I'm struggling to prove the regular expression identity $$(a(a+b)^*)^* = (ab^*)^*$$

The recommendation is to use induction on the star operator. My strategy was to first prove that $$(a(a+b)^*)^* \subseteq (ab^*)^*$$ and then prove $$(ab^*)^* \subseteq (a(a+b)^*)^*$$

I started with the first one, using induction on the inner start of the left side. So the base case is: $$(a\epsilon)^* \subseteq (ab^*)^*$$ Which holds. Then For the inductive hypothesis I assume: $$(aX)^*\subseteq(a)$$ And then set out to prove $$(aX(a+b)^*)^* \subseteq (ab^*)^*$$ Now I know there is a set identity that would make it sufficient to prove: $$(aX(a+b)^*) \subseteq (ab^*)$$ Then by the I.H: $$(a(ab^*)^*(a+b)^*) \subseteq (ab^*)$$ And this is as far as I've been able to get! I don't know how to manipulate what I have here to reach the goal.
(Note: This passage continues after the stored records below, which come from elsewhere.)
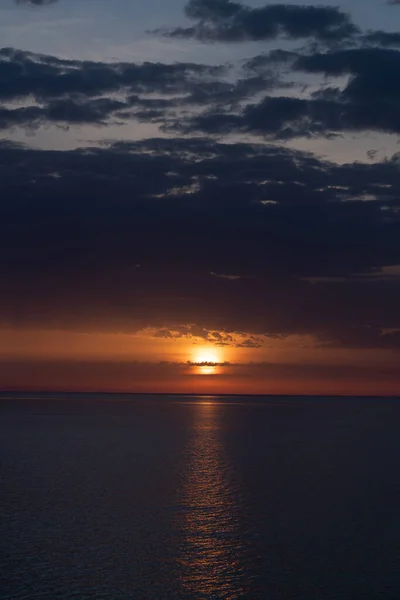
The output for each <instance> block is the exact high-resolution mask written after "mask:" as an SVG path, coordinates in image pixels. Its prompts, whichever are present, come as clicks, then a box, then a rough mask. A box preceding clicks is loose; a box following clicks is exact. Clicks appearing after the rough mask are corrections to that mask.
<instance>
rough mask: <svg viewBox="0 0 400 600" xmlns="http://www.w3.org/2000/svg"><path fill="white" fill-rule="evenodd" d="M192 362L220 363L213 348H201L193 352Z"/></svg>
mask: <svg viewBox="0 0 400 600" xmlns="http://www.w3.org/2000/svg"><path fill="white" fill-rule="evenodd" d="M193 362H195V363H221V362H223V361H222V358H221V356H220V353H218V351H217V350H215V349H214V348H202V349H199V350H197V351H196V352H194V354H193Z"/></svg>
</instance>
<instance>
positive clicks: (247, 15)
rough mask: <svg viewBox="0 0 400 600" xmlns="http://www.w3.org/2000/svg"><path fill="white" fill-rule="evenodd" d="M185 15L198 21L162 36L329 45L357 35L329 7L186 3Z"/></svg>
mask: <svg viewBox="0 0 400 600" xmlns="http://www.w3.org/2000/svg"><path fill="white" fill-rule="evenodd" d="M185 13H186V16H187V17H189V18H190V19H194V20H196V21H197V23H196V25H194V26H192V27H186V28H185V27H178V28H175V29H172V30H169V31H167V32H164V35H166V36H168V37H179V38H195V39H199V40H201V41H205V42H207V41H210V42H211V41H218V42H243V41H247V40H272V39H275V38H277V37H285V38H290V39H299V38H315V39H317V40H322V41H325V42H332V41H335V40H342V39H345V38H347V37H350V36H353V35H355V34H356V33H357V32H358V29H357V28H356V27H355V26H354V25H353V24H352V23H351V21H350V19H349V17H348V15H347V14H345V13H343V12H341V11H340V10H339V9H338V8H335V7H330V6H297V5H294V4H267V5H265V6H263V7H259V8H251V7H248V6H246V5H244V4H240V3H236V2H231V1H230V0H217V1H215V0H189V2H188V3H187V5H186V8H185ZM158 31H159V32H160V31H161V30H158Z"/></svg>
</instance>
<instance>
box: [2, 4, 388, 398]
mask: <svg viewBox="0 0 400 600" xmlns="http://www.w3.org/2000/svg"><path fill="white" fill-rule="evenodd" d="M399 23H400V2H396V1H389V2H385V1H384V0H362V1H361V0H347V1H342V2H339V3H335V4H325V5H322V4H320V3H319V2H309V3H304V2H302V1H297V0H292V2H291V3H286V2H280V1H276V2H273V3H270V2H265V0H252V1H250V0H248V3H242V2H234V1H231V0H188V1H187V2H185V1H183V0H182V1H181V0H169V1H168V3H166V2H165V1H162V0H147V1H146V2H142V1H141V0H135V1H133V0H129V1H128V0H113V2H109V1H108V0H30V1H29V0H0V39H1V44H0V47H1V48H0V273H1V277H0V389H1V390H4V391H8V390H23V391H25V390H26V391H35V390H36V391H41V390H43V391H45V390H46V391H93V392H95V391H104V392H112V391H118V392H140V393H142V392H149V393H153V392H157V393H196V394H217V393H224V394H234V393H237V394H338V395H351V394H357V395H400V369H399V357H400V353H399V351H400V309H399V307H400V177H399V175H400V147H399V132H400V117H399V115H400V110H399V108H400V83H399V78H398V76H397V74H398V72H399V69H400V29H399V27H398V24H399Z"/></svg>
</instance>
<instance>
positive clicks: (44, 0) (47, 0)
mask: <svg viewBox="0 0 400 600" xmlns="http://www.w3.org/2000/svg"><path fill="white" fill-rule="evenodd" d="M14 1H15V3H16V4H28V5H29V6H48V5H49V4H55V3H56V2H57V1H58V0H14Z"/></svg>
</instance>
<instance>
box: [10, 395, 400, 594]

Am I on the right track? Any hints, identities that could be useful to help me finish this proof. Thanks.

Answer 1

$a(a + b)^*$ is a followed by any number of a's and b's.
$((a(a + b)^*)^*$ is the same with the addition of the empty string.

$(ab^*)^*$ includes the empty string and any string of a's and b's begining with a.

So the regular expressions are equivalent.
The advise of induction with * is confusing.
Do they mean double induction for the iterated use of *?

This Mathjax thing can be obnoxious when the preview is different than how the answer appeares, thus requiring additional, unexpected editing.

Answer 2

Let me follow your strategy. The inclusion $(ab^*)^* \subseteq (a(a+b)^*)^*$ is easy to prove as follows $$ b \subseteq a+b \implies b^* \subseteq (a+b)^* \implies ab^* \subseteq a(a+b)^* \implies (ab^*)^* \subseteq (a(a+b)^*)^* $$ For the opposite inclusion, I interpret the recommendation as follows: prove by induction on $n$ that, for all $n$, $$ (1) \quad a(a+b)^n \subseteq (ab^*)^*. $$ For $n = 0$, the result is trivial. Suppose that the formula holds for $n$. Then $$ a(a+b)^{n+1} = a(a+b)^n(a+b) \subseteq (ab^*)^*(a+b) = (ab^*)^*a +(ab^*)^*b $$ It suffices now to observe that $(ab^*)^*a \subseteq (ab^*)^*ab^* \subseteq (ab^*)^*$ and $(ab^*)^*b \subseteq (ab^*)^*$ to prove (1).

Of course, (1) implies $a(a+b)^* \subseteq (ab^*)^*$, whence $(a(a+b)^*)^* \subseteq (ab^*)^*$.

N.B. For a purely formal proof, you could try to use the axioms of a Kleene algebra, but it is probably not in the spirit of what you were asked for.